Sera que mulheres sauditas poderao dirigir e ser tao feliz como essa mulher?
A jovem Manal al-Sharif, divorciada e mãe de um filho, foi presa em 21 de maio em Dhahran, na Arábia Saudita, por dirigir sem carteira nas ruas de Al-Khobar. A prisão transformou-a instantaneamente em ícone do movimento para que as mulheres tenham permissão de dirigir no reino. Chamada de “a Rosa Parks da Arábia”, em referência à mulher que liderou, no Sul dos Estados Unidos nos anos 60, a campanha de desobediência civil para a dessegregação de ônibus públicos que forçavam negros a sentarem-se apenas nos bancos traseiros, Al-Sharif foi libertada após 10 dias na prisão de Dammam e a promessa de que ela interromperia sua campanha para permitir quer mulheres dirijam.
A Arábia Saudita tem a infeliz distinção de ser o único país do mundo que proíbe as mulheres de dirigir. O debate sobre permitir ou não que as mulheres dirijam no reino ultraconservador tem sido travado há muitas décadas, mas apenas recentemente recebeu um impulso quando diversas mulheres sauditas começaram a dirigir em diferentes cidades, filmando a si próprias enquanto o faziam e postando seus vídeos no YouTube.
Al-Sharif foi uma dessas mulheres, e a analista de segurança da companhia petrolífera estatal Saudi Aramco, de 31 anos, pagou o preço por sua iniciativa.
Antes disso, ativistas haviam iniciado uma nova campanha para permitir que mulheres dirijam, formando um grupo no Facebook chamado Women2Drive, que atraiu 2.792 adeptos online.
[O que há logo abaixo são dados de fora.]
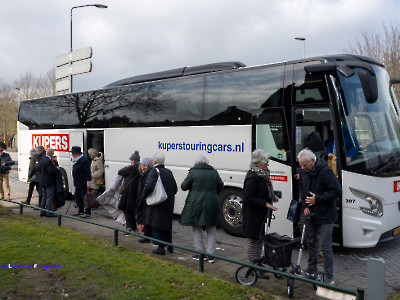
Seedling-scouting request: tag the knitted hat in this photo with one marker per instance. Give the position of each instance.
(135, 157)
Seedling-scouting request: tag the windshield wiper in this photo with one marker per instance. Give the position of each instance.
(393, 160)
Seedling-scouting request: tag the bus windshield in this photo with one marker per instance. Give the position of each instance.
(371, 131)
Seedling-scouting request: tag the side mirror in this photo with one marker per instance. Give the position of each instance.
(369, 85)
(394, 80)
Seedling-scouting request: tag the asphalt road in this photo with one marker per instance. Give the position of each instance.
(350, 265)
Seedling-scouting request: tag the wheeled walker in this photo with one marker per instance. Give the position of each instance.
(277, 254)
(318, 276)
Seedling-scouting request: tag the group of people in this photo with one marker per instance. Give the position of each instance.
(319, 190)
(44, 174)
(201, 210)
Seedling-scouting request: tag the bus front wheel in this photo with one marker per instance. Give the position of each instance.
(230, 200)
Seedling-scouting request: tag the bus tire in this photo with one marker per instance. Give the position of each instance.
(230, 201)
(65, 183)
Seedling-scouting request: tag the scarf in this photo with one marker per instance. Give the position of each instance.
(265, 175)
(74, 160)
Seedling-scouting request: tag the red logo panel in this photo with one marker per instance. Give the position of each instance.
(396, 186)
(278, 178)
(58, 142)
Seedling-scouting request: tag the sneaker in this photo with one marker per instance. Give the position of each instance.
(197, 257)
(261, 274)
(329, 280)
(321, 259)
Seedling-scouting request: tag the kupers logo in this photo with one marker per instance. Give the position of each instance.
(58, 142)
(396, 187)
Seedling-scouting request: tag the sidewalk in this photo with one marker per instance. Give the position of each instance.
(350, 265)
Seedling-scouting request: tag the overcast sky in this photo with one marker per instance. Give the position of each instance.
(133, 37)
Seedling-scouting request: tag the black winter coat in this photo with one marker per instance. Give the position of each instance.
(323, 183)
(255, 198)
(48, 172)
(81, 173)
(131, 177)
(160, 216)
(38, 170)
(141, 202)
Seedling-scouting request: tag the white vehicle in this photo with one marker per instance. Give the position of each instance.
(225, 111)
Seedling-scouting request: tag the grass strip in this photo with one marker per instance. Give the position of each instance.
(94, 269)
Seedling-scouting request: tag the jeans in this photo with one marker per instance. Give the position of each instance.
(6, 179)
(324, 231)
(79, 195)
(47, 199)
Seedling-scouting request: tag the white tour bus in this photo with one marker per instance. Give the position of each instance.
(225, 111)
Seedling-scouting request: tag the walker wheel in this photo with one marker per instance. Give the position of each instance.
(246, 275)
(290, 284)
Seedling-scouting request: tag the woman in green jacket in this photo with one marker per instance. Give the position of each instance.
(201, 208)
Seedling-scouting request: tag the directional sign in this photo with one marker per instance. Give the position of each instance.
(76, 55)
(75, 69)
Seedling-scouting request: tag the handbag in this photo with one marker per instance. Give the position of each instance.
(99, 181)
(158, 195)
(294, 211)
(89, 200)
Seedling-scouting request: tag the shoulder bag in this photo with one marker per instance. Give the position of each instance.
(158, 195)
O grupo está conclamando todas as mulheres que possuem carteiras de motorista estrangeiras ou internacionais para dirigirem seus carros no dia 17 de junho, em qualquer local ou período que queiram nesse dia.
As opiniões se dividem sobre a questão de saber se a ação e a posterior prisão de Al-Sharif foram boas ou ruins para o movimento.
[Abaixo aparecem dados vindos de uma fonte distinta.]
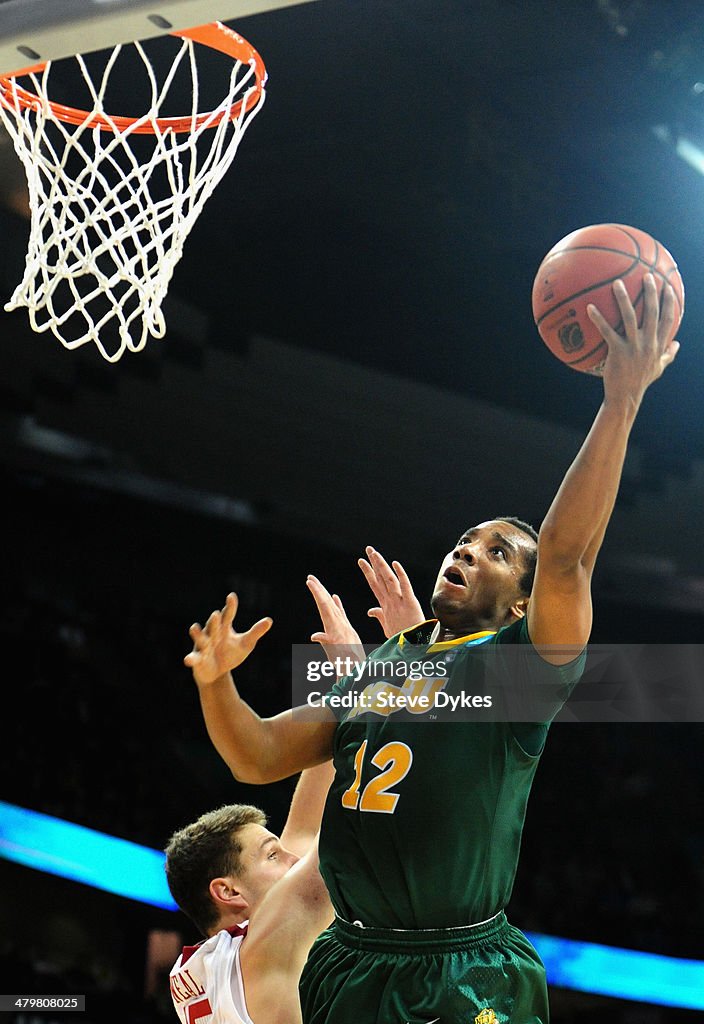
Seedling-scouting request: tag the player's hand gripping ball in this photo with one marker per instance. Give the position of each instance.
(580, 269)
“A prisão de Manal certamente ajudou a publicizar o caso nos planos local e internacional. Isto, por si só, fez com que os organizadores da campanha se sentissem mais confiantes do que intimidados diante da prisão de sua camarada. O fato de que o Conselho Nacional de Mulheres na Irlanda está convocando, para o dia 17 de junho, uma manifestação em frente à embaixada saudita em Dublin é extremamente encorajador para as mulheres sauditas”, disse Ebtihal Mubarak, uma jornalista saudita baseada em Nova Iorque.
Ali Alyami, o diretor executivo do Centro para a Democracia e os Direitos Humanos na Arábia Saudita (situado em Washington), disse que Al-Sharif deveria ter esperado até 17 de junho e dirigido seu carro com outras mulheres para produzir um impacto maior.
“Embora eu acredite que sua paixão em buscar o direito de dirigir para as mulheres seja genuína, sua fascinação consigo mesma, bem como a certeza ilusória de que ela poderia ser poupada da ira das políticas brutais do regime saudita contra as mulheres desde que congratulasse a si própria como uma patriota que ama seu rei e seu país, provaram estar erradas. Caso ela houvesse mobilizado mais adeptos e esperado até 17 de junho, o resultado poderia ter sido mais positivo”.
Outra mulher saudita, Najla al-Hariri, também dirigiu recentemente seu carro nas ruas de Jeddah e postou vídeos de si mesma na Internet. Ela tem duas carteiras de motorista, uma do Líbano e outra do Egito, e teve mais sorte do que Al-Sharif em não ser presa.
“Os dias que Manal passou na cadeia certamente ajudarão no apoio à nossa demanda para obter permissão para dirigir, porque esse é nosso direito e necessidade”, disse Al-Hariri em uma entrevista no Al-Ahram Weekly. “Se mais mulheres começarem a dirigir e postarem vídeos de si próprias fazendo isso no YouTube, a ideia de mulheres dirigindo se tornará normal e aceitável”.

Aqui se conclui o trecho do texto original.